Bart Hughes (Peter Weller), a mild-mannered, high-flying executive involved in corporate mergers and acquisitions sees his beautiful wife Meg (Shannon Tweed) and young son Peter (Leif Anderson) off on holiday. He stays behind at their costly, luxurious brownstone apartment in New York to work on an important project that could earn him a promotion. While work is stressful enough back home Bart finds himself distracted by a rat lurking in the walls. The increasingly destructive rodent wreaks havoc with the furniture, chews through wires and proves alarmingly resistant to Bart's best efforts to remove it. Eventually, to Bart's horror, he discovers the rat is unusually large, abnormally intelligent and seemingly bent on making his life a living nightmare. With Bart increasingly unhinged things boil down to a savage battle between man and beast.
A decidedly offbeat monster movie, Of Unknown Origin eschews the straightforward killer rodent antics of Willard (1971) and Deadly Eyes (1982) and heads down a more rewarding, ambiguous, darkly satirical route. Adapting the novel written by the grandly-named Chauncey G. Parker III, screenwriter Brian Taggert implies certain allegorical parallels between the man versus rodent battle at the Hughes household and the wider, equally destructive 'rat race' occurring in the world at large in the 1980s. As addressed in the hilarious dinner party scene where Bart gets carried away discussing the effects rats have on the global economy to the disgust of his fellow guests, people are so preoccupied with work and money they fail to notice society is being torn apart. Under immense pressure to score bigger deals, advance to the next rung, earn more money and buy more expensive toys for his fancy home, Bart begins to crack. With impressive skill and subtlety, George Pan Cosmatos charts the hero's slow descent into madness through disorientating sound effects (the growing cacophony of mid-town traffic, the squelch of a knife through a chicken dinner), vivid, scary dream sequences (including a memorable shock moment with future DTV erotic thriller staple Shannon Tweed) and, most notably, a grounded, nuanced turn from future Robocop (1987) Peter Weller. Weller's quirky, endearing performance leaves Bart Hughes far more sympathetic than most yuppie-in-peril characters in Eighties cinema.

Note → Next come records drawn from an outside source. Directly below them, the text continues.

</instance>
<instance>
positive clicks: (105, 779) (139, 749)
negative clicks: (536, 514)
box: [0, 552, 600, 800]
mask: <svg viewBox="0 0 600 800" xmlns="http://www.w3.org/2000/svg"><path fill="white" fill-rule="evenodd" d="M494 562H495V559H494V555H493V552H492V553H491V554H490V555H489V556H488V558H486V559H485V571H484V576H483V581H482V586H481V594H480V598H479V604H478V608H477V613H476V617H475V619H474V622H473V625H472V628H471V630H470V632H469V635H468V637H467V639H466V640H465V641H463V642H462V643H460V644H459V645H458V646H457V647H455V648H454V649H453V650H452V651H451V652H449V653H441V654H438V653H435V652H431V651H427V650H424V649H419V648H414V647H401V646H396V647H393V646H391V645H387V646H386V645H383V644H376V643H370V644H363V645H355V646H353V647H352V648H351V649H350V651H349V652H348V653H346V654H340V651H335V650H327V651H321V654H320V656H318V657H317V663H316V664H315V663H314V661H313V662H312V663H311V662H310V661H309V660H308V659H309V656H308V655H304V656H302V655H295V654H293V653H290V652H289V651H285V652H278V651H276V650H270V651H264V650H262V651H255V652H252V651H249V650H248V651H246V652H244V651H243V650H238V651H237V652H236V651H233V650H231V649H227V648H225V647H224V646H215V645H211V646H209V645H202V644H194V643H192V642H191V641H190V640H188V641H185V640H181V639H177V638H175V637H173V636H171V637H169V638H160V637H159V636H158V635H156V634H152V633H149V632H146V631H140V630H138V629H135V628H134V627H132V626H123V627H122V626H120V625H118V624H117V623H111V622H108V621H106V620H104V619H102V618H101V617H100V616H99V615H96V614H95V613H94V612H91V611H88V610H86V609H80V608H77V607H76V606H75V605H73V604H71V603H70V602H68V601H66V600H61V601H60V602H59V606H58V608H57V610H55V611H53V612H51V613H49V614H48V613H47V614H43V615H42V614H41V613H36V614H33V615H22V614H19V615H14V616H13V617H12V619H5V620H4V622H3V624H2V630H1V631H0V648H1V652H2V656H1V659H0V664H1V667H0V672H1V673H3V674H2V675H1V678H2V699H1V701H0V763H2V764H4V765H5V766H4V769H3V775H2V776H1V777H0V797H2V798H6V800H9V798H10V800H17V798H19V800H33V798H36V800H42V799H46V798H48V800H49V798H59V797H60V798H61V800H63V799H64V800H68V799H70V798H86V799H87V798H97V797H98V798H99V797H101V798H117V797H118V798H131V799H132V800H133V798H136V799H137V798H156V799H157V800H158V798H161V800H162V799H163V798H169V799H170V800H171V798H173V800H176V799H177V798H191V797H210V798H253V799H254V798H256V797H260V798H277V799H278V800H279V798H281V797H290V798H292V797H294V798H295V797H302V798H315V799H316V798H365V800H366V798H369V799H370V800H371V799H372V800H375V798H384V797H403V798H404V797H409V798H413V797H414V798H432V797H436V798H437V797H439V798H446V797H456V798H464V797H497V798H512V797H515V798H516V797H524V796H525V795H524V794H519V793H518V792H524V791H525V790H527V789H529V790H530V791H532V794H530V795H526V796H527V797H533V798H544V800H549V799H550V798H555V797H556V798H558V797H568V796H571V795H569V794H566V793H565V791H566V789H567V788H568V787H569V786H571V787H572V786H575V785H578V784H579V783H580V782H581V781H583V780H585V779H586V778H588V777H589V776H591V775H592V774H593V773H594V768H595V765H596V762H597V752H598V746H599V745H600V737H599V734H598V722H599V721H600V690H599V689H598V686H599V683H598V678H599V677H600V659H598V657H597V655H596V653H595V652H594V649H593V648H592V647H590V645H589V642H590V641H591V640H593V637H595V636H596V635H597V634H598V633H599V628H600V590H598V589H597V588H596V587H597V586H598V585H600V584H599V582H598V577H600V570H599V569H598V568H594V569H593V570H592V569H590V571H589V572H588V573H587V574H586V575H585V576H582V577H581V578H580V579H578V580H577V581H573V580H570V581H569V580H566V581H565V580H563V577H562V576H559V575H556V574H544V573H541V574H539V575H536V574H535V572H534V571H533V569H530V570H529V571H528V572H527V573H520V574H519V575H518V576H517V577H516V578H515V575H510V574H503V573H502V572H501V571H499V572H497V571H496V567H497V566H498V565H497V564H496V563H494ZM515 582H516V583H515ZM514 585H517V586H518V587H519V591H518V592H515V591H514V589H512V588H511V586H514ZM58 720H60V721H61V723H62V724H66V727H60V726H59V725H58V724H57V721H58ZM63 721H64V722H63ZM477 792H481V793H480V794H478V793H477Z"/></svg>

Throughout the film, despite icky glimpses of the sweaty, snarling rodent we are never entirely sure whether the malevolent creature is real or the product of Bart's fevered imagination. Aside from a few witty encounters with a wisecracking exterminator (Louis Del Grande), Bart never mentions his rat problem to anyone at the office. Even when Bart's concerned secretary (Jennifer Dale) ventures inside his rat-infested basement Cosmatos maintains an effective, unsettling aura of ambiguity. The lack of any clear-cut explanation for the rat's unusual intelligence and savage grudge against Bart may prove frustrating or ridiculous to some but does not hinder the film from being a compelling suspense piece. Cosmatos creates a palpable sense of unease and otherworldiness with his prowling low-angle rat-cam, teasing use of reflective surfaces and gross-out puppet effects (the odd shot of a real rat proves less effective and too cute), staging at least one common nightmare scenario when the rodent bursts out of a toilet. The film is well paced with sleek photography and an ominous score by Kenneth Wannberg. Still, as a study of paranoia and delusion Of Unknown Origin pulls a few punches concluding on a satisfyingly ambiguous note that it still upbeat enough for the mainstream crowd. One imagines a more nuanced filmmaker like say David Cronenberg would have expanded the psychological dimensions and social satire whereas Cosmatos concentrates on cranking up the suspense and mayhem much like his more widely known action films: e.g. Rambo: First Blood, Part 2 (1985), Escape to Athena (1979), Cobra (1986). He and Weller later re-teamed for the far less substantial underwater monster romp Leviathan (1989).